Although Wiley’s subjects strike nearly the same poses as the landed gentry of the works in the museum, he adds several twists that give this collection a full life of its own. What is most extraordinary about them is that they are all from north St. Louis and Ferguson and were approached on the street by Wiley himself. It is incredibly uncommon and refreshing to see everyday people portrayed with the same dignity as that of the president.

A lover of art history, the 41-year-old Wiley’s reinterpretation is purposeful. He grew up in South Central Los Angeles, and his interest in art began at a young age when his mother enrolled him in after-school art classes. His work seeks in part to address the absence of positive depictions of black people in Western art, particularly portraiture, which has historically been reserved for only the most wealthy and privileged individuals. Wiley stated in one interview, “I wanted to be able to treat them with the same loving hand, with the same attention to detail that was devoted to some of the most powerful people in European history.”

Some of the original subjects that Wiley reimagines have direct connections with slavery and the oppression of black people. For example, Robert Hay Drummond, an Archbishop of York during the 18th century, aided in the operation of an infamous Caribbean sugar plantation. Similarly, Major Moses Seymour, a general in the American Continental Army during the Revolutionary War, owned slaves in Connecticut.

Another deviation of Wiley’s paintings from the original works is his backgrounds, which are lush with a dizzying variety of color and patterns. While the originals have more traditional backgrounds of nature or domestic scenes with muted and cool-toned colors, Wiley’s burst with elaborate floral patterns, some of which are inspired by European, African and Islamic textile designs. Vines laden with fruits and flowers overlap the incredibly realistic, at times photo-like subjects in Wiley’s works.

These decorative backgrounds serve a much more important function than simply pleasing the eye. Just as the poses his subjects make are chosen to portray black people as powerful characters, a role they have often been denied in Western art, Wiley’s backgrounds challenge the often problematic and negative portrayal of black Americans and black bodies in our culture. Wiley compared subjects’ struggle for the viewer’s attention to that of black Americans to be portrayed in a more empowering way. “Their competition for the picture plane exists in direct relationship with my insistence upon the black body being in the forefront within a museum space, that sense that I deserve to be here, that constant fight for presence,” said Wiley.

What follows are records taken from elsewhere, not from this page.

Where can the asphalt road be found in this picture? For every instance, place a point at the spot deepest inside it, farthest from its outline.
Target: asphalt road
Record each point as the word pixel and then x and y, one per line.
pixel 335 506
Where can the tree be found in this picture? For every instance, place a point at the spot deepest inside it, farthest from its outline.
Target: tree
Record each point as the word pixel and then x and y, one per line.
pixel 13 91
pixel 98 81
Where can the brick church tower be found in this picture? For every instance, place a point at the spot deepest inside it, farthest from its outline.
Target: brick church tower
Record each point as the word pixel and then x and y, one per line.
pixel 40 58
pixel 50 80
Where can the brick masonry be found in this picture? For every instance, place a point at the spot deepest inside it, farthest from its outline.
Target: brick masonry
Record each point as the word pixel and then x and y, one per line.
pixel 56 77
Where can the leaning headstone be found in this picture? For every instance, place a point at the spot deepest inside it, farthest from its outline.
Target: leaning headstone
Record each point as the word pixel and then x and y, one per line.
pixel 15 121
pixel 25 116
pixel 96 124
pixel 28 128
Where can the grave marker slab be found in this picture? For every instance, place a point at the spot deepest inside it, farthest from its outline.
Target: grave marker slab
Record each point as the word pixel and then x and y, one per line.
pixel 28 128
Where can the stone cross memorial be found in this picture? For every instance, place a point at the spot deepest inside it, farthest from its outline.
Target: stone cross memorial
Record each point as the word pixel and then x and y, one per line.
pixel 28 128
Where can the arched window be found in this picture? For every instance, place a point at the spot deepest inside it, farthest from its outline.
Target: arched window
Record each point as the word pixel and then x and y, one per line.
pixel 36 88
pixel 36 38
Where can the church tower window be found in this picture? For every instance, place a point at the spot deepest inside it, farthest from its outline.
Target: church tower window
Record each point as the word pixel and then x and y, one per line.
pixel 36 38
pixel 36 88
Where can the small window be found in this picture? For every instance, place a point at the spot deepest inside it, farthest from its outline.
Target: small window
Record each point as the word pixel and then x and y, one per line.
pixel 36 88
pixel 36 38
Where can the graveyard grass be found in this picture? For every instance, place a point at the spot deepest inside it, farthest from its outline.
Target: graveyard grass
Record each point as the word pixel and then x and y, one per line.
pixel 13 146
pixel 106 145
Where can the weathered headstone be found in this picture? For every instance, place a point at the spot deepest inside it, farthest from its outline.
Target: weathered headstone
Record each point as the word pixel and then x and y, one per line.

Other smaller changes in Wiley’s portraits are also significant. Occasionally the gender of his subject is changed, as in “Portrait of a Florentine Nobleman,” “Charles I” or “Mercury.” Most of the subjects in the originals are men, but in his collection, there are twice as many women as men. Wiley began painting almost exclusively men, but his work in the last several years has featured many more women, and the collection at the museum are representative of this trend.

Another distinct feature in Wiley’s portraits is that his subjects wear their own modern clothing, including shirts with “Just Do It” logos and Nike shoes. Commenting on the importance of branding, Wiley stated in one interview, “Branding says a lot about luxury, and about exclusion, and about the choices that manufactures make… And the African American community has always been expert at taking things and repurposing them toward their own ends.”

Wiley’s works offer much for viewers to digest and reconsider about the representation of African Americans. And perhaps seeing one’s neighbors depicted in such majesty will inspire exhibit-goers to think just a little differently about those they pass on the street and not only acknowledge, but celebrate the beauty in ordinary people and things.